ABSTRACT
BACKGROUND: Cutaneous immune-related adverse events (cirAEs) are the most common toxicities to occur in the setting of immune checkpoint inhibitor (ICI) therapy. Identifying patients who are at increased risk of developing cirAEs may improve quality of life and outcomes. OBJECTIVES: To investigate the influence of cancer type and histology on the development of cirAEs in the setting of ICI therapy and survival outcomes. METHODS: This retrospective cohort study included patients recruited between 1 December 2011 and 30 October 2020. They received ICI from 2011 to 2020 with follow-up of outcomes through October 2021. We identified 3668 recipients of ICI therapy who were seen at Massachusetts General Brigham and Dana-Farber. Of these, 669 developed cirAEs. Records that were incomplete or categories of insufficient sample size were excluded from the study cohort. Multivariate Cox proportional hazards models were used to investigate the impact of cancer organ system and histology on cirAE development, after adjusting for demographics, Charlson Comorbidity Index, ICI type, cancer stage at ICI initiation, and year of ICI initiation. Time-varying Cox proportional hazards modelling was used to examine the impact of cirAE development on mortality. RESULTS: Compared with other nonepithelial cancers (neuroendocrine, leukaemia, lymphoma, myeloma, sarcoma and central nervous system malignancies), cutaneous squamous cell carcinoma [cSCC; hazard ratio (HR) 3.57, P < 0.001], melanoma (HR 2.09, P < 0.001), head and neck adenocarcinoma (HR 2.13, P = 0.009), genitourinary transitional cell carcinoma (HR 2.15, P < 0.001) and genitourinary adenocarcinoma (HR 1.53, P = 0.037) were at significantly higher risk of cirAEs in multivariate analyses. The increased risk of cirAEs translated into an adjusted survival benefit for melanoma (HR 0.37, P < 0.001) and cSCC (HR 0.51, P = 0.011). CONCLUSIONS: The highest rate of cirAEs and subsequent survival benefits were observed in cutaneous malignancies treated with ICI therapies. This study improves our understanding of patients who are at highest risk of developing cirAEs and would, therefore, benefit from appropriate counselling and closer monitoring by their oncologists and dermatologists throughout their ICI therapy. Limitations include its retrospective nature and cohort from one geography.
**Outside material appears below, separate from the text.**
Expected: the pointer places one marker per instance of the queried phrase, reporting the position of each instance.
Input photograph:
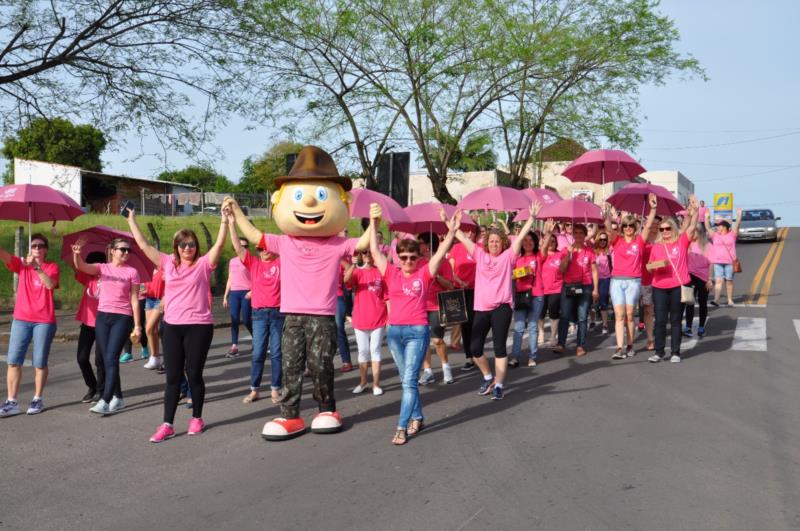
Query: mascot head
(313, 200)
Cutaneous immune-related adverse events (cirAEs) are the most common complications to occur for oncology patients treated with immune checkpoint inhibitors (ICIs). cirAEs can lead to increased use of healthcare resources and significant morbidity. Identifying patients who are at increased risk of developing cirAEs may improve quality of life and outcomes. In this study, we aimed to investigate the influence of cancer organ system and histology on the development of cirAEs and survival outcomes. To do this, we included a cohort of patients retrospectively between 1 December 2011 and 30 October 2020. We identified 3668 ICI recipients who were seen at Massachusetts General Brigham and Dana-Farber in Boston, Massachusetts. Of these, 669 people developed cirAEs. Multivariate Cox proportional hazards models were used to investigate the impact of cancer organ system and histology on cirAE development, after adjusting for demographics, Charlson Comorbidity Index, ICI type, cancer stage at ICI start, and year of ICI initiation. Time-varying Cox proportional hazards modelling was used to examine the impact of cirAE development on mortality. We found that, compared with other nonepithelial cancers, patients with cutaneous squamous cell carcinoma (cSCC) and melanoma were at significantly higher risk of cirAEs. The increased risk of cirAEs translated into an adjusted survival benefit for melanoma and cSCC. This study improves our understanding of patients who are at highest risk of developing cirAEs those with melanoma and cSCC. Therefore, many patients could benefit from appropriate counselling and close monitoring by their oncologists and dermatologists throughout ICI therapy.
Subject(s)
Immune Checkpoint Inhibitors , Humans , Male , Female , Retrospective Studies , Middle Aged , Aged , Immune Checkpoint Inhibitors/adverse effects , Neoplasms/drug therapy , Neoplasms/pathology , Neoplasms/mortality , Neoplasms/immunology , Neoplasms/therapy , Drug Eruptions/etiology , Drug Eruptions/pathology , Drug Eruptions/epidemiology , Skin Neoplasms/pathology , Skin Neoplasms/mortality , Skin Neoplasms/immunology , Skin Neoplasms/drug therapy , AdultSubject(s)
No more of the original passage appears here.